Sumber: Reuters | Editor: Barratut Taqiyyah Rafie
KONTAN.CO.ID - Uni Eropa (UE) kembali menunda penerapan aturan penting anti-deforestasi untuk tahun kedua berturut-turut.
Langkah ini memicu kritik bahwa blok tersebut melonggarkan ambisi iklimnya, sekaligus memberi lebih banyak ruang bagi industri dan mitra dagang untuk menyesuaikan aturan.
Melansir Reuters, peraturan Anti-Deforestasi Eropa (European Deforestation Regulation/EUDR) semula dijadwalkan berlaku mulai Desember 2024. Aturan ini mewajibkan perusahaan membuktikan bahwa komoditas seperti minyak sawit, daging sapi, kedelai, kopi, dan kakao tidak terkait dengan deforestasi maupun pelanggaran hak asasi manusia.
Namun, implementasi sempat ditunda tahun lalu karena tekanan dari kelompok industri.
Kini, Komisi Eropa mengusulkan penundaan lagi selama 12 bulan hingga akhir 2026 dengan alasan masalah teknologi informasi (TI) serta desakan untuk mengurangi kerumitan regulasi.
Penundaan ini menjadi bagian dari langkah yang lebih luas di Brussels untuk memprioritaskan daya saing ekonomi dibanding aksi iklim yang lebih ketat. Kelompok industri Eropa menilai aturan ini terlalu rumit dan mahal. Sementara mitra dagang seperti Indonesia, Malaysia, dan Amerika Serikat juga melobi agar aturan dilonggarkan.
Komisaris Lingkungan UE Jessika Roswall mengatakan perusahaan belum siap.
“Kami masih tidak bisa percaya bahwa kami benar-benar dapat menjalankannya tanpa mengganggu bisnis kami,” ujarnya kepada wartawan dalam jumpa pers, Selasa.

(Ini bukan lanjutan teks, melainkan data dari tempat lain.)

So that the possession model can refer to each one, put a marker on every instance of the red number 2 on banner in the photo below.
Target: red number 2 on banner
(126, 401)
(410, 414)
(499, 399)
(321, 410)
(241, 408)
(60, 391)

Baca Juga: IEU-CEPA Diteken, Perdagangan RI-Uni Eropa Diproyeksi Tembus US$ 60 Miliar
Ia membantah bahwa penundaan ini terkait dengan selesainya perundingan dagang dengan Indonesia awal pekan ini.
Pada Senin lalu, UE dan Indonesia mencapai kesepakatan yang mencakup industri kendaraan listrik, elektronik, dan farmasi, setelah perundingan selama satu dekade.
Indonesia Dorong Pengecualian untuk Petani Kecil
Penundaan ini muncul di tengah upaya industri sawit Indonesia yang melobi perubahan pada EUDR. Awal bulan ini, Gabungan Pengusaha Kelapa Sawit Indonesia (GAPKI), telah menyampaikan masukan pada konsultasi Komisi Eropa terkait penyederhanaan pelaporan lingkungan.
GAPKI, yang menyambut baik penundaan EUDR, mendesak Brussels untuk mengecualikan petani kecil dari kewajiban pelaporan dan mengakui skema sertifikasi keberlanjutan nasional Indonesia, Indonesian Sustainable Palm Oil (ISPO), sebagai jalur kepatuhan.
“GAPKI dan para pemangku kepentingan di Indonesia mendukung tujuan regulasi ini untuk mengurangi deforestasi global,” ujar Ketua GAPKI Eddy Martono.
Tonton: RI Menang di Panel WTO: Kebijakan Biodiesel Uni Eropa Langgar Aturan
“Namun, potensi terpinggirkannya petani kecil Indonesia dari pasar Eropa—baik pada komoditas sawit, karet, kopi, kayu, maupun kakao—merupakan risiko besar bagi mata pencaharian mereka, serta pencapaian tujuan regulasi itu sendiri,” tambahnya.
Eddy mengatakan, pengakuan ISPO akan menyelaraskan persyaratan Uni Eropa dengan kerangka kerja nasional dan mengurangi biaya yang tidak perlu.
"Kekhawatiran kami tidak jauh berbeda dengan banyak pemangku kepentingan Eropa yang kritis terhadap peraturan tersebut," tambahnya, seraya menunjuk pada penyelesaian perjanjian perdagangan Indonesia-Uni Eropa sebagai "kesempatan sempurna" untuk berkolaborasi.